15

I am implementing PCA, LDA, and Naive Bayes, for compression and classification respectively (implementing both an LDA for compression and classification).

I have the code written and everything works. What I need to know, for the report, is what the general definition of reconstruction error is.

I can find a lot of math, and uses of it in the literature... but what I really need is a bird's eye view / plain word definition, so I can adapt it to the report.

Vince.Bdn
  • 725
  • 5
  • 12
Chris
  • 296
  • 1
  • 2
  • 10
  • Reconstruction error is the concept that applies (from your list) only to PCA, not to LDA or naive Bayes. Are you asking about what reconstruction error in PCA means, or do you want some "general definition" that would also apply to LDA and naive Bayes? – amoeba Feb 05 '16 at 23:05
  • Do you know both? The report involves both PCA and LDA as pertains to compression of data, so I have to have some kind of answer w.r.t. both PCA and LDA...but not necessarily NB. So, maybe the detailed pca-specific version...and the general idea, so I can apply it to LDA as well as I can. Then, I'd have enough knowledge to search on google more effectively if I run into snags... – Chris Feb 05 '16 at 23:11
  • This question might better get closed because `general definition of reconstruction error` is elusively broad. – ttnphns Feb 10 '16 at 18:04
  • 2
    @ttnphns, I don't think it's too broad. I think the question can be reformulated as "Can we apply the PCA notion of reconstruction error to LDA?" and I think it is an interesting and on-topic question (+1). I will try to write an answer myself if I find time. – amoeba Feb 10 '16 at 18:09
  • 1
    @amoeba, in the formulation suggested by you the question indeed receives light. Yes, it is possible to write an answer then (and I may expect yours will be good). A tricky thing about "what is being reconstructed" in LDA is issue what is being considered as DVs and what IVs in LDA. – ttnphns Feb 10 '16 at 18:18

4 Answers4

9

For PCA what you do is that you project your data on a subset of your input space. Basically, everything holds on this image above: you project data on the subspace with maximum variance. When you reconstruct your data from the projection, you'll get the red points, and the reconstruction error is the sum of the distances from blue to red points: it indeed corresponds to the error you've made by projecting your data on the green line. It can be generalized in any dimension of course!

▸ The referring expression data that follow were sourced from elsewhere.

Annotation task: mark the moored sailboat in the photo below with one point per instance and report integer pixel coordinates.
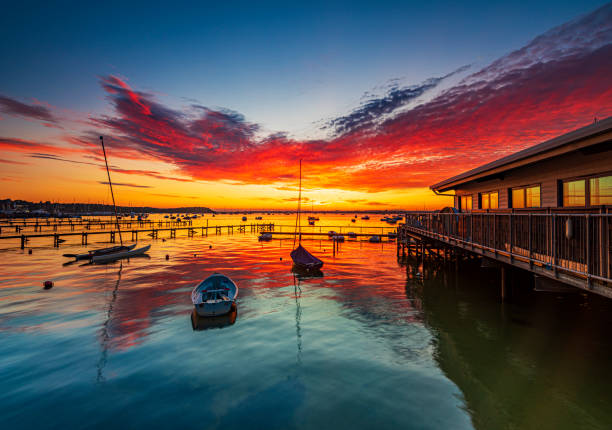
(302, 259)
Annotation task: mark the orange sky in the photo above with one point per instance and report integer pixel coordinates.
(383, 154)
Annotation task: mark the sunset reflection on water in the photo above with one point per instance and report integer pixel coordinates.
(364, 343)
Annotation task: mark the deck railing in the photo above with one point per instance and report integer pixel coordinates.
(576, 244)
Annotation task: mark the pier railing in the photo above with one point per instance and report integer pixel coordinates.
(577, 245)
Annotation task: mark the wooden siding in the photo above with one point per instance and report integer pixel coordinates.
(546, 173)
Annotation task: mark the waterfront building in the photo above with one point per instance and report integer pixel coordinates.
(546, 209)
(570, 173)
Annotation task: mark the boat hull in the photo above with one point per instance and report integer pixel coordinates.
(213, 309)
(214, 296)
(107, 258)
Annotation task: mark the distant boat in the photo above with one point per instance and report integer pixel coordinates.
(215, 295)
(102, 251)
(115, 252)
(302, 259)
(112, 256)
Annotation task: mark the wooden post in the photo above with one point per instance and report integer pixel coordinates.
(588, 251)
(554, 243)
(503, 283)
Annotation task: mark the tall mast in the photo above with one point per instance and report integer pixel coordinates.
(298, 227)
(110, 184)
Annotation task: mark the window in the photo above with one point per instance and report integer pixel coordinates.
(526, 197)
(518, 198)
(466, 203)
(489, 200)
(600, 190)
(532, 197)
(574, 193)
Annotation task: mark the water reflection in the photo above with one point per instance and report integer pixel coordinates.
(541, 361)
(373, 343)
(105, 334)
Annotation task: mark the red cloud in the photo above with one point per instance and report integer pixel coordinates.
(556, 83)
(465, 126)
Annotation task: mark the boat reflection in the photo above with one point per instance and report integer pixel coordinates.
(205, 323)
(301, 273)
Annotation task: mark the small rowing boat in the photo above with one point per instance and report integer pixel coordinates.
(214, 295)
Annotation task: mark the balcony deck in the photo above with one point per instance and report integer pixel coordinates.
(570, 248)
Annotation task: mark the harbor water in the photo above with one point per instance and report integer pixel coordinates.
(371, 342)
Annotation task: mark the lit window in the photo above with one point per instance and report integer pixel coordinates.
(484, 201)
(494, 200)
(518, 198)
(532, 199)
(489, 200)
(600, 190)
(526, 197)
(466, 203)
(574, 193)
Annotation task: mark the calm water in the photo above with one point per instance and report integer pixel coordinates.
(373, 343)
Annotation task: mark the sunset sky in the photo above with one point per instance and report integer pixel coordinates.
(214, 104)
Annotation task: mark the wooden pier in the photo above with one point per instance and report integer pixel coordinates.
(573, 249)
(152, 232)
(154, 228)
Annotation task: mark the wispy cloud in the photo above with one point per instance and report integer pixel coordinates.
(34, 111)
(125, 184)
(374, 108)
(559, 81)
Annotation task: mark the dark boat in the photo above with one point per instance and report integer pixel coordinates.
(302, 259)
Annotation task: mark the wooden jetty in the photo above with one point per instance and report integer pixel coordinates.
(12, 226)
(569, 248)
(152, 232)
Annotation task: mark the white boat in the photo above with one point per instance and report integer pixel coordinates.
(106, 258)
(103, 251)
(214, 295)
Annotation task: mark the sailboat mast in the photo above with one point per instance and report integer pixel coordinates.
(110, 184)
(300, 206)
(297, 230)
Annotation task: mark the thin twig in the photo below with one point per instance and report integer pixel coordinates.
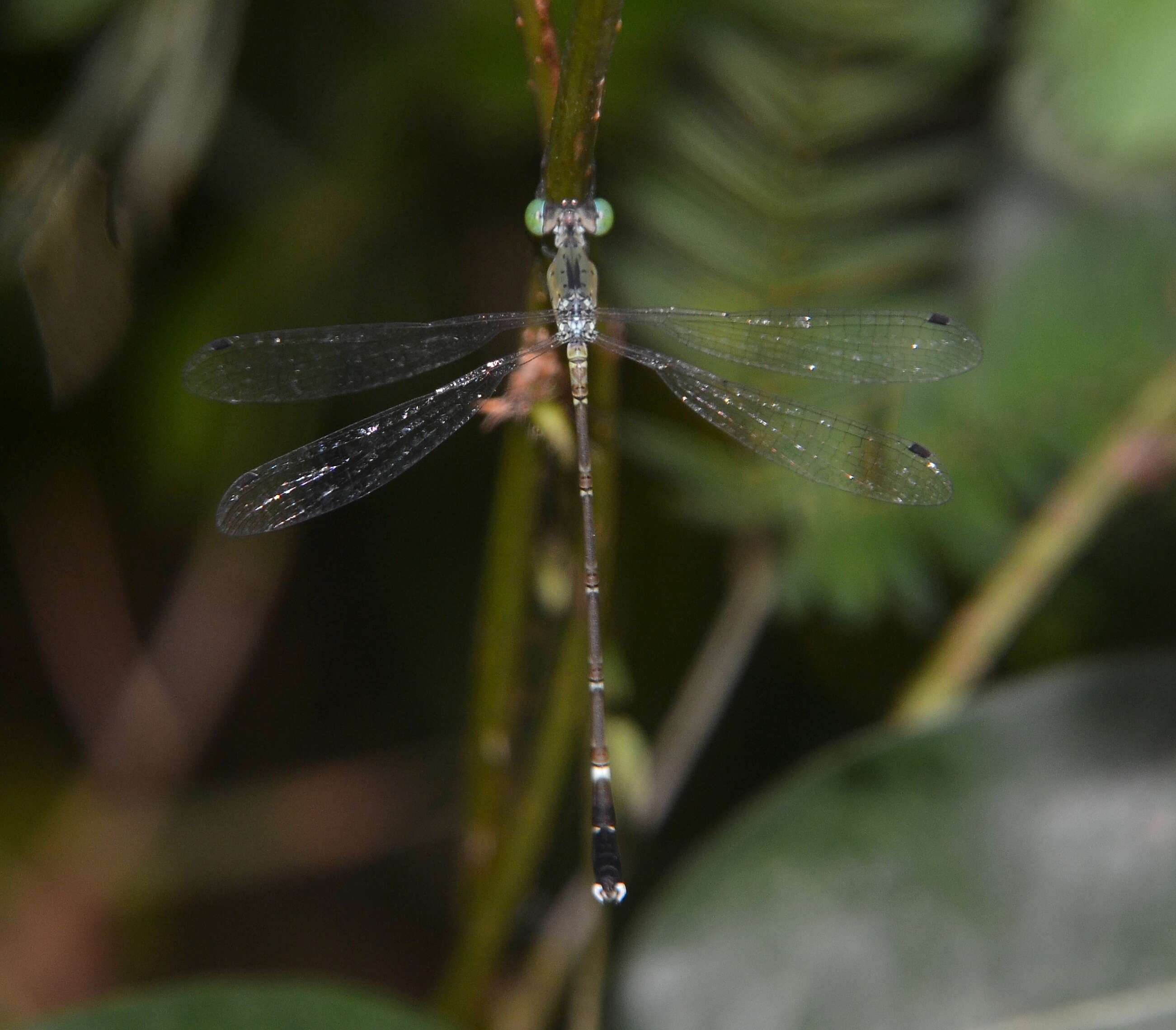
(542, 51)
(708, 687)
(573, 920)
(1135, 452)
(572, 147)
(499, 651)
(474, 960)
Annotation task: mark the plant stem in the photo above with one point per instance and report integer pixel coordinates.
(572, 147)
(499, 654)
(1132, 453)
(503, 860)
(473, 962)
(572, 921)
(534, 22)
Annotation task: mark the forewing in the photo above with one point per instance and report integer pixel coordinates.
(818, 445)
(842, 346)
(297, 365)
(354, 461)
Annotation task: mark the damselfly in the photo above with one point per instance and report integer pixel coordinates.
(841, 346)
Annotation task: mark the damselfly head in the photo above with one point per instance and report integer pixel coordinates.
(569, 218)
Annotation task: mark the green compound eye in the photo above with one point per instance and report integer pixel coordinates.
(604, 217)
(534, 217)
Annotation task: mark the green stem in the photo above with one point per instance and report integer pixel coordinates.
(572, 147)
(1093, 491)
(499, 667)
(539, 44)
(475, 959)
(503, 863)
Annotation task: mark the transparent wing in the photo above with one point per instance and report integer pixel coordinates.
(818, 445)
(354, 461)
(297, 365)
(843, 346)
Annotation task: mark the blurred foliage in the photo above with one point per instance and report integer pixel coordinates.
(246, 1006)
(843, 165)
(182, 171)
(1014, 861)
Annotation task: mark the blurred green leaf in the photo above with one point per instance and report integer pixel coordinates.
(1103, 75)
(38, 23)
(1013, 861)
(243, 1006)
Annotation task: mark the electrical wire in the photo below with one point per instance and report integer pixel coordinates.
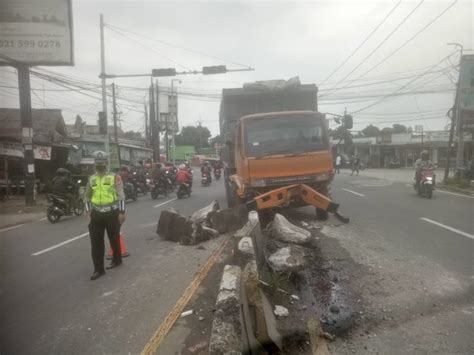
(383, 41)
(406, 42)
(177, 46)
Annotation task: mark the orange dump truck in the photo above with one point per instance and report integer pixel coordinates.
(277, 151)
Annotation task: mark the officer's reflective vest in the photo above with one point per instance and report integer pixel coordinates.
(103, 190)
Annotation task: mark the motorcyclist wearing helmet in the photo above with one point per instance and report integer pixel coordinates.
(64, 187)
(183, 175)
(422, 163)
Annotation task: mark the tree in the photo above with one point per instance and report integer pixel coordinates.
(399, 128)
(196, 136)
(371, 131)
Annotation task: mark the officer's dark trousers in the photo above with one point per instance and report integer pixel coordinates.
(100, 222)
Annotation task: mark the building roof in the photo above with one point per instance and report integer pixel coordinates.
(48, 125)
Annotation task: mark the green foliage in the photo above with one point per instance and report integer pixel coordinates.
(196, 136)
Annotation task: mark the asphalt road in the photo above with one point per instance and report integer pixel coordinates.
(49, 305)
(441, 229)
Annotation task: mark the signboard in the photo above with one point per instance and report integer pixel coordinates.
(466, 93)
(36, 32)
(13, 149)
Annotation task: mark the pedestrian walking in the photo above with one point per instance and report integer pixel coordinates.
(105, 204)
(338, 163)
(355, 164)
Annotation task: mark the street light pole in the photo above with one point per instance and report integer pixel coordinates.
(104, 86)
(175, 118)
(460, 150)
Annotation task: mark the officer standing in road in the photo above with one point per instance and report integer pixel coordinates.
(105, 203)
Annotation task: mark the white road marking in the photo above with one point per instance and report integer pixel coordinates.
(12, 227)
(164, 203)
(353, 192)
(60, 244)
(454, 193)
(448, 228)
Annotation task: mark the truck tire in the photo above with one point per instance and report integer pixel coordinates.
(232, 199)
(323, 215)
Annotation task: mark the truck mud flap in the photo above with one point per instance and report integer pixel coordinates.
(284, 195)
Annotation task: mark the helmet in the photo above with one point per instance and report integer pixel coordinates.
(100, 157)
(62, 172)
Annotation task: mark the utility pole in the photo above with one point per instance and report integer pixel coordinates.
(27, 133)
(147, 133)
(460, 149)
(153, 123)
(452, 116)
(115, 124)
(104, 86)
(157, 118)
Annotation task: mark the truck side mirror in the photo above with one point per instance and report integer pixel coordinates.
(348, 122)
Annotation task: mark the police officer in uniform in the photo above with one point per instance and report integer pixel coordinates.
(105, 203)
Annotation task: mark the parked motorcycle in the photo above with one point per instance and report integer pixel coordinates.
(58, 207)
(182, 190)
(205, 179)
(426, 185)
(159, 187)
(130, 191)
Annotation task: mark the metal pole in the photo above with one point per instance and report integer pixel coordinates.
(147, 133)
(104, 85)
(115, 124)
(157, 112)
(27, 133)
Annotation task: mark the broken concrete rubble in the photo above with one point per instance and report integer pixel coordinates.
(228, 220)
(226, 333)
(200, 216)
(179, 229)
(282, 229)
(287, 259)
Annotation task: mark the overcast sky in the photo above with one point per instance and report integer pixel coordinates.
(280, 40)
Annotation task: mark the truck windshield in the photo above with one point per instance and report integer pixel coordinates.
(284, 135)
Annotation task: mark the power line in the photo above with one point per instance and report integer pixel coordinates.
(399, 89)
(177, 46)
(383, 41)
(406, 42)
(363, 42)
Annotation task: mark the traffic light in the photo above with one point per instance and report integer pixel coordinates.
(102, 122)
(163, 72)
(348, 122)
(217, 69)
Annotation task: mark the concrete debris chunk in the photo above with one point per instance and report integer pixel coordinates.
(288, 259)
(182, 230)
(200, 216)
(229, 219)
(249, 226)
(281, 311)
(282, 229)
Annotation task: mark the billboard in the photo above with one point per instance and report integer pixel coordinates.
(466, 93)
(36, 32)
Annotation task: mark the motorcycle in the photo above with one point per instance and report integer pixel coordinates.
(160, 187)
(58, 207)
(182, 190)
(130, 191)
(427, 181)
(205, 179)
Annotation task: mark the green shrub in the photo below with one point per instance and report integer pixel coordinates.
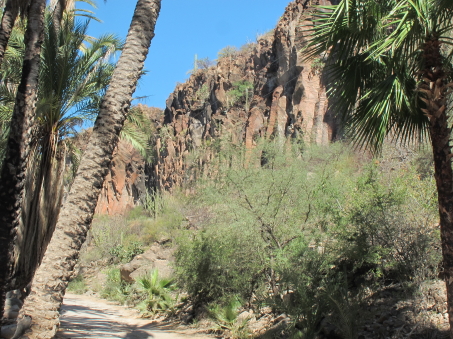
(226, 317)
(158, 294)
(115, 289)
(241, 91)
(227, 52)
(77, 285)
(126, 253)
(306, 230)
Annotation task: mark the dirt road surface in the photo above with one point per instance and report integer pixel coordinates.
(88, 317)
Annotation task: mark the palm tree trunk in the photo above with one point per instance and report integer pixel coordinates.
(51, 278)
(8, 19)
(435, 88)
(18, 148)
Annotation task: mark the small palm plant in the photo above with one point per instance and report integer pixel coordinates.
(227, 318)
(159, 298)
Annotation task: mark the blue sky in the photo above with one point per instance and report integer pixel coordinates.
(186, 28)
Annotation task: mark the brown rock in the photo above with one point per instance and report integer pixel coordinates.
(288, 100)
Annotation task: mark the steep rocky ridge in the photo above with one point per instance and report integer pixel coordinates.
(263, 90)
(282, 96)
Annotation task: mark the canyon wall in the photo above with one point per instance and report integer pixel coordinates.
(262, 90)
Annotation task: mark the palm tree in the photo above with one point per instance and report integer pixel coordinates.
(18, 145)
(10, 12)
(52, 276)
(390, 70)
(72, 79)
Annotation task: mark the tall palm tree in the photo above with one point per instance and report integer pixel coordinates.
(10, 13)
(18, 146)
(51, 278)
(72, 79)
(390, 70)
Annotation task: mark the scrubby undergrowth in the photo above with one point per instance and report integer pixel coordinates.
(312, 242)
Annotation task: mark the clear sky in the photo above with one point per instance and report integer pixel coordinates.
(185, 28)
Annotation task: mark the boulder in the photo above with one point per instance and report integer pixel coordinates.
(157, 257)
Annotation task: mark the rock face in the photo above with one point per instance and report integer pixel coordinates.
(263, 90)
(124, 183)
(156, 258)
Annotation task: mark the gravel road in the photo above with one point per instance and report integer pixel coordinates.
(88, 317)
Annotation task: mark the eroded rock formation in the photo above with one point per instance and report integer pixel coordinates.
(264, 90)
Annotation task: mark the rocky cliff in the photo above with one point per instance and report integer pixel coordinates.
(262, 90)
(265, 90)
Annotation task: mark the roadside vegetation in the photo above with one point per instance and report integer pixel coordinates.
(309, 232)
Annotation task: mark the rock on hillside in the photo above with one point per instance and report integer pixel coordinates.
(125, 182)
(262, 90)
(265, 90)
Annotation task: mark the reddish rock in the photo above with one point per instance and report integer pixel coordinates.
(288, 100)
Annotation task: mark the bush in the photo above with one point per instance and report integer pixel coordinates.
(158, 294)
(115, 289)
(77, 285)
(306, 230)
(241, 91)
(228, 52)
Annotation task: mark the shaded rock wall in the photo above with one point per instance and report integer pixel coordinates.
(288, 98)
(285, 98)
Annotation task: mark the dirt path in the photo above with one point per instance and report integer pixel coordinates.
(87, 317)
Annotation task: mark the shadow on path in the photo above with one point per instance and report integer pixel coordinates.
(87, 317)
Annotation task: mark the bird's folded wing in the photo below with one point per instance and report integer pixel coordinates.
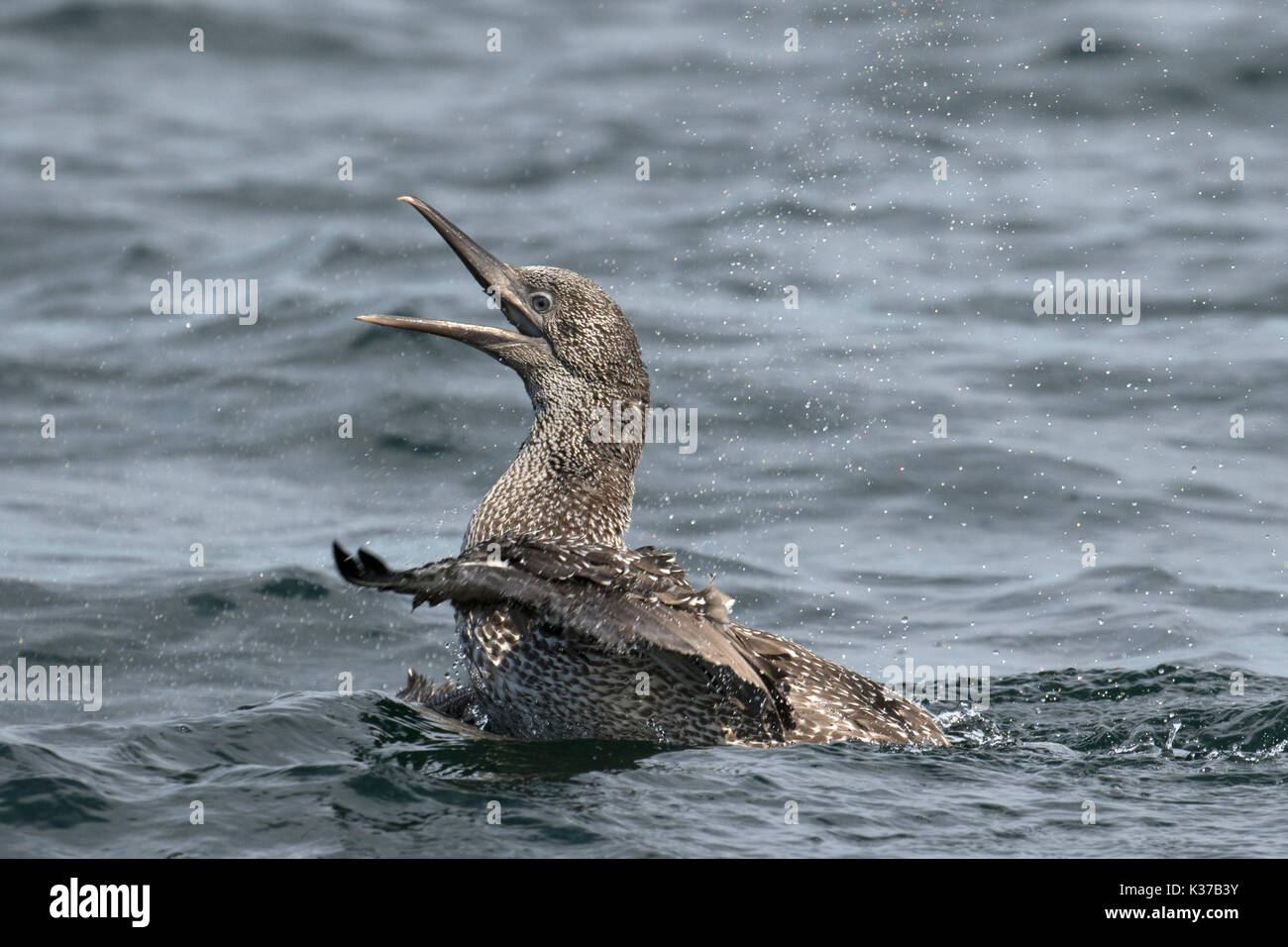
(619, 596)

enter image description here

As pointed out in the comments, it does not seem that simple for LDA and I can't find a proper definition on the internet. Sorry.

Vince.Bdn
  • 725
  • 5
  • 12
  • LDA case is more tricky than that. What would you do in case of 2-dimensional projections? In PCA, two principal axes are orthogonal and form a 2D plane so of course the same idea of reconstruction error applies. But in LDA, two discriminant axes are *not* orthogonal. How exactly are you suggesting to define the reconstruction error then? – amoeba Feb 10 '16 at 17:44
  • I've got two remarks on the answer. 1) Are you saying that your pic 1 shows the true PC1? 2) For LDA and the 2nd pic - well, you can draw discriminants as axes in the original space and call data point residuals "reconstruction error". But it is a loose terminological practice. What do discriminants reconstruct? Also, add here what amoeba said about axial nonorthogonality (seen [here](http://stats.stackexchange.com/a/22889/3277)). – ttnphns Feb 10 '16 at 18:01
  • 1) It's a picture taken from a google search that shows error but indeed the pca would be much more vertical, i'll try to find a better one and update. – Vince.Bdn Feb 10 '16 at 18:05
  • 2) I've edited my post. I tend to see the discriminants as axes in the original space indeed for a geometric point of view but as pointed out there's not orthogonality. My mistake... – Vince.Bdn Feb 10 '16 at 18:13
  • 1
    Vince, it's your decision. But as for me, in your place I'd better left the second pic in the answer, too. You were not mistaken and your view is possible. The issue is, however, more complex with LDA; comments were just to stress _that_. – ttnphns Feb 10 '16 at 18:22
  • I second what @ttnphns said. I'd also suggest you keep the LDA picture but add the *explanation* of why the same notion of reconstruction error cannot be easily applied in this case. – amoeba Feb 10 '16 at 18:27
  • @Vince.Bdn thanks man...this is actually what I ended up doing. The LDA reconstruction never worked. I was under instruction to produce a reconstruction image and error for LDA on the grounds that it is an orthonormal basis, so a reconstruction should be possible...but I think that doesn't factor in the fact that, in practice, you are dealing with a singular matrix with a hefty amount of imaginary component, so all that data gets lost in the pseudo inverse, then dumping the imaginary part in the reconstruction...Actually, it wound up looking exactly like the first eigenvector of the PCA. – Chris Feb 10 '16 at 21:27
  • @Vince.Bdn Anyhow, this answer looks really good, and if I'd stumbled on it last week, it probably would have saved me a couple of hours of googling...get a snack, google, try something out, get a coke... =) – Chris Feb 10 '16 at 21:28
  • @Vince.Bdn also, I think I might post a follow-up question about why, if we are forming orthonormal bases, we don't get a perfect reconstruction every time--is this all related to shortcuts in inverse calculations, and underflow? Because all the data *should* (theoretically) be in the vector that gets output, if: $$ \mathbf{a} = \mathbf{W}\mathbf{v}$$ and $$ \mathbf{v} = \mathbf{a}\mathbf{W^{-1}}$$... or $$ \mathbf{v} = \mathbf{W}\mathbf{v}\mathbf{W^{-1}}$$ – Chris Feb 10 '16 at 21:32
2

The general definition of the reconstruction error would be the distance between the original data point and its projection onto a lower-dimensional subspace (its 'estimate').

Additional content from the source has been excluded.